Malgré ses qualités évidentes, il portait aussi un lourd héritage qui affaiblissait son parti en Ontario, une des provinces essentielles à la conquête du pouvoir. Le bilan difficile du Nouveau Parti démocratique (NPD) en Ontario, au début des années 1990, le rendait vulnérable. Les partis d'opposition auraient nécessairement déterré des squelettes dans son placard - ce que tout chef de gouvernement finit par accumuler malgré lui - et ils l'auraient régulièrement taillé en pièces. Particulièrement les conservateurs, qui se sont montrés intraitables avec ses prédécesseurs Stéphane Dion et Michael Ignatieff.
Mais la décision de ce politicien d'expérience rappelle le grand vide intellectuel et humain qui caractérise le Parti libéral ces années-ci.
Le dernier grand remue-méninges date de près de 20 ans, ce qui a donné le Livre rouge que brandissait Jean Chrétien lorsqu'il a été élu, en 1993. Aujourd'hui, les Canadiens seraient bien perplexes à identifier les deux ou trois grandes priorités que défendrait un gouvernement libéral. Un réseau de garderies? Une politique environnementale plus musclée? La protection des retraités? L'universalité des soins de santé? Tout ça, c'est du réchauffé, même si plusieurs citoyens peuvent rappeler qu'elles sont encore et toujours d'actualité. Mais n'y a-t-il pas à l'horizon des idées nouvelles, de grands principes - le Parti libéral aime bien croire qu'il incarne les «valeurs canadiennes» - qui pourraient amener au xxie?siècle ce parti qui tarde à se dépêtrer du spectre du passé.

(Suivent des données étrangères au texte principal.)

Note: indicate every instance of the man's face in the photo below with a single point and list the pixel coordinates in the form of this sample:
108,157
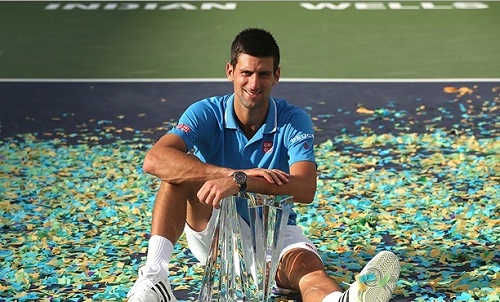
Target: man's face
252,79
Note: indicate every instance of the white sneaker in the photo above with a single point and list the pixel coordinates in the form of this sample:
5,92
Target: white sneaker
151,286
377,280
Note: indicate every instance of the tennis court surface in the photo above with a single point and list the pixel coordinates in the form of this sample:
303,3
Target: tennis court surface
404,100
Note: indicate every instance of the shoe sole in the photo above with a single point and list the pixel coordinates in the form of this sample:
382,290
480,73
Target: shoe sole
381,275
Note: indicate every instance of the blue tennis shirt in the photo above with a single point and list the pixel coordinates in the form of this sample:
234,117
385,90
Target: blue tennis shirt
210,131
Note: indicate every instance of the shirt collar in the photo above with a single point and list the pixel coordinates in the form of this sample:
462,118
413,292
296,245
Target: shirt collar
270,124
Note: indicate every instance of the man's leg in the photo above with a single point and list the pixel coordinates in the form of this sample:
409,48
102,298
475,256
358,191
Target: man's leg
302,270
174,204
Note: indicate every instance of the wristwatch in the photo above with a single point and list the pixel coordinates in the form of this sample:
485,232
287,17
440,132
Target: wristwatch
240,178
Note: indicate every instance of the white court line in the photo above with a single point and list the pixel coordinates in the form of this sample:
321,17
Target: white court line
211,80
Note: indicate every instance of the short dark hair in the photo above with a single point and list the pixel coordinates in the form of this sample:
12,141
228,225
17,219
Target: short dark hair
256,42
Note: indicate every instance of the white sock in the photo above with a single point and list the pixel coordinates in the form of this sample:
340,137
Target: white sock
160,251
333,297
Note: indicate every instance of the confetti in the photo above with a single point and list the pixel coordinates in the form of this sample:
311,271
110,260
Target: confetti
76,206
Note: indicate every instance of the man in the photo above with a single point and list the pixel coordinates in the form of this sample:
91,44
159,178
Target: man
244,141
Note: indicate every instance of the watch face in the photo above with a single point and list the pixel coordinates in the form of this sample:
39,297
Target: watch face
240,178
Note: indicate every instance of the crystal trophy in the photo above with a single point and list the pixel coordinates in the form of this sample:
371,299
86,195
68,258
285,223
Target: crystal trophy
245,248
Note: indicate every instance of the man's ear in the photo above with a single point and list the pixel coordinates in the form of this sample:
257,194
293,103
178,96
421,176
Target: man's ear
229,72
277,75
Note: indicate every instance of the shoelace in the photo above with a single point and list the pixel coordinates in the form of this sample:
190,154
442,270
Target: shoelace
370,277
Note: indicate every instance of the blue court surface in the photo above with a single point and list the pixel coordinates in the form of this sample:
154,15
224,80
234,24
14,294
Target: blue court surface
407,138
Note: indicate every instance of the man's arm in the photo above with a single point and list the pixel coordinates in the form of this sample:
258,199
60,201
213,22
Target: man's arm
301,183
168,161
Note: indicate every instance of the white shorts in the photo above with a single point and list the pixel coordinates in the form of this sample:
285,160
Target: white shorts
199,242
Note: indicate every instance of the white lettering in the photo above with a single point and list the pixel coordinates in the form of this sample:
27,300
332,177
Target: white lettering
430,5
52,6
470,5
397,5
121,6
151,6
71,6
310,6
227,6
186,6
370,6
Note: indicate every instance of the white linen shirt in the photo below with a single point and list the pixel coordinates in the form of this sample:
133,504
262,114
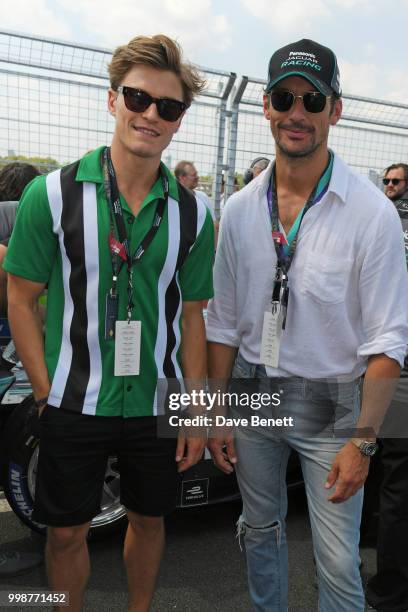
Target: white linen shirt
348,279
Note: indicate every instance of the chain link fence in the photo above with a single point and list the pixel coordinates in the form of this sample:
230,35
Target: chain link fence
53,106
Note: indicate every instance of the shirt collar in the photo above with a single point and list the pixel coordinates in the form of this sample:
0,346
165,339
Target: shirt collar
90,171
338,183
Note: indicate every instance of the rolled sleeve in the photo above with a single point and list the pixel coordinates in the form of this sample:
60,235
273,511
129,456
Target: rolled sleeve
384,289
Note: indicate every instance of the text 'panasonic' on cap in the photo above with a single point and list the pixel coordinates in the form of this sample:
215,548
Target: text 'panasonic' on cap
308,59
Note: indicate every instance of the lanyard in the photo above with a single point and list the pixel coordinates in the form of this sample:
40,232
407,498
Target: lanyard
280,293
120,247
284,260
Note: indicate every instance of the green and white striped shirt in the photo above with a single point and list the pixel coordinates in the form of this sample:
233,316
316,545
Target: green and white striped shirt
61,238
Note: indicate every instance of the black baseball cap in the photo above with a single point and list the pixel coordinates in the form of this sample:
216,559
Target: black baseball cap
308,59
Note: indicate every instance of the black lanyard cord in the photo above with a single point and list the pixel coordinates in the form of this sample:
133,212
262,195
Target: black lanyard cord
117,219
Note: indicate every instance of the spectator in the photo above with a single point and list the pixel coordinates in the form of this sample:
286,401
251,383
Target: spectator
387,591
13,179
186,173
305,303
257,166
114,329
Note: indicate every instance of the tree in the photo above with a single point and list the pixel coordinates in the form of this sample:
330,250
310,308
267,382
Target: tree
44,164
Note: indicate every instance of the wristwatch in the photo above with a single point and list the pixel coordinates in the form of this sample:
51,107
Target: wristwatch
368,449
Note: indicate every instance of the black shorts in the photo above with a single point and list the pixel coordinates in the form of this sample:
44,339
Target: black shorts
74,449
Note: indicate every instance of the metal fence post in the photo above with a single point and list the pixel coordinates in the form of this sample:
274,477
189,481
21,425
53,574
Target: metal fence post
222,120
232,136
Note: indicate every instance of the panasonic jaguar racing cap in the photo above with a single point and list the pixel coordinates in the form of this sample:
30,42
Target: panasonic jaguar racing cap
308,59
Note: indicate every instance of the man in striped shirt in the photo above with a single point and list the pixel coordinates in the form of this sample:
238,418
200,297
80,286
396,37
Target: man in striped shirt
126,255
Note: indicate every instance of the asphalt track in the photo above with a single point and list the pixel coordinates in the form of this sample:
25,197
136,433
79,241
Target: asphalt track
203,569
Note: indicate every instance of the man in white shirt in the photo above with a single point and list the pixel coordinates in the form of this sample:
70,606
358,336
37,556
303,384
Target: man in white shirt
186,173
310,293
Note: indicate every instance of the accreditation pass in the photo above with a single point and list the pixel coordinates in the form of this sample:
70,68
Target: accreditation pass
127,348
272,335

Les Canadiens commencent à tourner la page du scandale des commandites; c'est déjà ça. Ils n'ont plus cette raison de les haïr. Mais il y en a encore trop d'autres. Dans les Prairies, c'est la Nouvelle politique énergétique qui, deux décennies plus tard, continue de bloquer la route des candidats libéraux. Au Québec, le PLC est toujours associé au fédéralisme centralisateur hérité de Pierre Elliott Trudeau, et perpétué par Jean Chrétien. Les libéraux ont perdu leur légitimité dans ces deux grandes régions du pays. Il ne leur reste que des miettes, des circonscriptions en Ontario, au Québec, en Colombie-Britannique et dans les Maritimes, mais c'est trop peu pour faire une différence.
Le parti est encore associé au centre mais le NPD, moins dogmatique de gauche, lui a volé une partie de son terrain. Ce qui explique pourquoi il y a des appels à un mariage entre les deux.

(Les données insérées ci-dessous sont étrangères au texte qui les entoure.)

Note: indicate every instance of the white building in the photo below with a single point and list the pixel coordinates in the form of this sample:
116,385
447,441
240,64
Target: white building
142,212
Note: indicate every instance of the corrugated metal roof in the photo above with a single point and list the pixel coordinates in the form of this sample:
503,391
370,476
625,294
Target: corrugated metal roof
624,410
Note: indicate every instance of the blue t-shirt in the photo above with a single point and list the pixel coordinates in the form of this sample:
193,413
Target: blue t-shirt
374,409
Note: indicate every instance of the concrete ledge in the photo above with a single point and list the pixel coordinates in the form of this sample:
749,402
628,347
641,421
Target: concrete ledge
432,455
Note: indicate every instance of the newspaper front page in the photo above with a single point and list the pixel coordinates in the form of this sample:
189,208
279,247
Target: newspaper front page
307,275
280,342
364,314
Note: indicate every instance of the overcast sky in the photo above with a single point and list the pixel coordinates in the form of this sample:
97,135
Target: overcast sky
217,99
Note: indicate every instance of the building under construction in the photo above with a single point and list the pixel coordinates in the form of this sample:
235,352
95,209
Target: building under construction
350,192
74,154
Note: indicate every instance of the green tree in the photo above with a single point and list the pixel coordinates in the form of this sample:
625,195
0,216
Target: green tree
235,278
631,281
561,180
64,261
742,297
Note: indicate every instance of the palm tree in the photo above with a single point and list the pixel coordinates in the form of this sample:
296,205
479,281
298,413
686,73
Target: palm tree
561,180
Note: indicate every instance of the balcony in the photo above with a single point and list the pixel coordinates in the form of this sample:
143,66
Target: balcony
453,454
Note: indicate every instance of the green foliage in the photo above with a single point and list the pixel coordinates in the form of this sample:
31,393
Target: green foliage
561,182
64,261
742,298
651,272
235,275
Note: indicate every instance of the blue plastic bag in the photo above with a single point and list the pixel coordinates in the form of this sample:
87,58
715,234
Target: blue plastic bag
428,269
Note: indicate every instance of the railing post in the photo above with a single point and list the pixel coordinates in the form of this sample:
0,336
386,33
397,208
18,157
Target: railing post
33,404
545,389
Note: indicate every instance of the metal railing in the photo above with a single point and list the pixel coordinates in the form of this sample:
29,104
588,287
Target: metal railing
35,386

Entre-temps, les libéraux fédéraux ont la tâche immense de se trouver un nouveau leader. Ce parti solide pendant des décennies vient d'en voir six en neuf ans, quand on inclut les intérimaires Bill Graham et M.?Rae. Après M.?Chrétien, aucun des Paul Martin, Stéphane Dion et Michael Ignatieff n'a fait l'affaire. Dans les rangs du parti, c'est le vide total de leadership. Il y a bien Justin Trudeau, à qui le quidam attribue certaines des qualités de son paternel. Mais au-delà d'un capital certain de sympathie, il demeure un jeune politicien peu expérimenté. Ailleurs, c'est le néant d'inspiration. Dominic LeBlanc, Marc Garneau et Denis Coderre? Ce n'est pas sérieux. Martin Cauchon? Il a raté son retour en perdant aux mains de Thomas Mulcair dans ce qui était un château-fort libéral, la circonscription d'Outremont. Même si le parti devait mettre une parenthèse sur sa politique d'alternance entre francophones et anglophones, les rangs ne sont garnis que de personnes au potentiel inconnu, comme David McGuinty, Gerard Kennedy et Martha Hall Findlay.
Cela signifie que la prochaine course à la direction est toute grande ouverte. Le beau côté du fait que rien ne soit décidé d'avance, c'est que cela ouvre la porte à des gens de l'extérieur qui pourraient avoir une chance de s'illustrer. Comme lorsque Trudeau père avait surpris en raflant le parti en 1968 dans une envolée de Trudeaumanie.
À la différence que le Parti libéral du Canada n'a pas de Lester B. Pearson dans son histoire récente, mais une succession de leaders diminués. Le mandat est presque suicidaire. Et le parti, vide d'idées. Qui en veut?